Dáil debates

Tuesday, 15 May 2018

2:05 pm

Photo of Leo VaradkarLeo Varadkar (Dublin West, Fine Gael) | Oireachtas source

In my case, the answer to all of the Deputy's questions is "No" and, to the best of my knowledge, the answer is also "No" with respect to all of the other individuals concerned.

The Department of Health will publish documents today. These follow on from a search of records and documents in the Department which has been ongoing for some time. To give the Deputy a rough idea, 40 million emails and other documents have passed through the Department of Health since 2008. As he can imagine, a document search of that scale, even if targeted, is time consuming.

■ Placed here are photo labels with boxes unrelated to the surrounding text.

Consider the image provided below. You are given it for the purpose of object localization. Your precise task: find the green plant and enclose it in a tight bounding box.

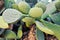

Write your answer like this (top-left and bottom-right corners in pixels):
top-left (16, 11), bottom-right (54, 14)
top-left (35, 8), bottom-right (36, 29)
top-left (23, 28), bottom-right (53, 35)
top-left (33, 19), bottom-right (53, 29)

In the dossier to be produced this afternoon, on which Opposition spokespersons will be briefed in advance and a press conference will be held, roughly a dozen documents will be released. These include memorandums between the Department of Health and Health Service Executive at official level, minutes of meetings of officials of the HSE and Department of Health and emails between various officials. The memos and documents confirm that no concerns were raised about patient safety, the efficacy and accuracy of the programme or the accuracy of any particular laboratories. The only issues dealt with in the documents relate to open disclosure or, rather, the non-open disclosure of information to patients and doctors. The documents confirm that these issues were not escalated to Ministers, advisers or the Secretary General. This follows on a full study of all memorandums, submissions, management board meeting minutes, ministerial management advisory committee, MinMAC meeting minutes and all significant issue papers.

It is the practice in the Department of Health that for every ministerial management board meeting a document called a significant issues paper is prepared so that the Secretary General, the management board, the Ministers and advisers can be made aware of those significant issues. The documents released today will show that none of this was escalated beyond the office of the CMO and the office of acute hospital services and that the concerns the Department was dealing with were concerns about open disclosure and about CervicalCheck passing on information about the audit to clinicians. There is nothing about concerns around laboratories, the efficacy, the accuracy of the programme or patient safety, but that will all become apparent today.